Tout d’abord, le développement massif de l’apprentissage a eu un impact négatif sur la productivité, estime la Banque de France. Selon le ministère du Travail, le nombre d’apprentis est passé de 432 000 en janvier 2019 à un million en décembre 2023.
« Dans les statistiques, les apprentis sont comptabilisés par l’Insee comme des travailleurs à plein temps, alors que dans les faits, ils consacrent 25 % de leur temps à se former et qu’ils sont moins expérimentés. Ils sont donc moins productifs en moyenne que l’ensemble des salariés », précise l’économiste Bruno Ducoudré pour ‘France Info’.
Cependant, le développement de l’apprentissage reste une bonne nouvelle pour l’insertion professionnelle des apprentis. Et la stabilisation actuelle de leur nombre devrait limiter l’impact futur sur la productivité.
Autre facteur lié à la main d’œuvre : la baisse du chômage depuis 2019, qui a fait revenir dans l’emploi des personnes moins qualifiées ou moins expérimentées.

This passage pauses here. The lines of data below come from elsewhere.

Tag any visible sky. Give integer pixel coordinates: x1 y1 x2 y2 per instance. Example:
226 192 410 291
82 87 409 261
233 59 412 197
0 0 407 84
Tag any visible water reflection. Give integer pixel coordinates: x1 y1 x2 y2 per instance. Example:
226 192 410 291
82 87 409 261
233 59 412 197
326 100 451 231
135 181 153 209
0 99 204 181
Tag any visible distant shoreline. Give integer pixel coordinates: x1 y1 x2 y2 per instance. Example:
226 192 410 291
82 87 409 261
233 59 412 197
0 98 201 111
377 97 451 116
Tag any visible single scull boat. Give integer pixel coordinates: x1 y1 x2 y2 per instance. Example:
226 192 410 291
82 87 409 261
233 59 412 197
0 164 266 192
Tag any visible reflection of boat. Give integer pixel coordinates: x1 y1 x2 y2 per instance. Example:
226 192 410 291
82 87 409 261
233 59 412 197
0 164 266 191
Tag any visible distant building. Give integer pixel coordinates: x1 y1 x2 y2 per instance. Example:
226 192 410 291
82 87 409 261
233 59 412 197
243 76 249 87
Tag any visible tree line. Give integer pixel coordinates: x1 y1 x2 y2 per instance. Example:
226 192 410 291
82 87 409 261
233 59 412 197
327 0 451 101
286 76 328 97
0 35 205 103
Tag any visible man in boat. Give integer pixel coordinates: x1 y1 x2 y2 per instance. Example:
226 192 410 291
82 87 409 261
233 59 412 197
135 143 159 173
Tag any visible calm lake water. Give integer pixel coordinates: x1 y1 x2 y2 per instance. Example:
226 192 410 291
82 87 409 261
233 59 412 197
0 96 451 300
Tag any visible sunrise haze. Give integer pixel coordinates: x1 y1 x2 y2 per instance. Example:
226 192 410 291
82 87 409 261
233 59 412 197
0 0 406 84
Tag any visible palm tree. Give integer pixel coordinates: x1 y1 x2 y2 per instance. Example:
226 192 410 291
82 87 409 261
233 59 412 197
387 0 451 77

Les économistes soulignent néanmoins que leur réinsertion soutient la productivité à moyen terme.
Cependant, une partie de l’évolution négative de la productivité reste inexpliquée. Plusieurs facteurs supplémentaires ont été avancés par les experts.
Ainsi, Gilles Le Moëc, économiste chez Axa, dénonce l’absentéisme au travail comme facteur d’érosion de la productivité, tandis que Dorian Roucher cite des éléments conjoncturels, comme la baisse de la production des centrales nucléaires sans baisse de leurs effectifs.
Cité lui aussi par ‘Le Point’, l’économiste Olivier Redoulès mentionne le gel de l’économie pendant la pandémie, durant laquelle toutes les entreprises ont pu bénéficier d’aides de l’État.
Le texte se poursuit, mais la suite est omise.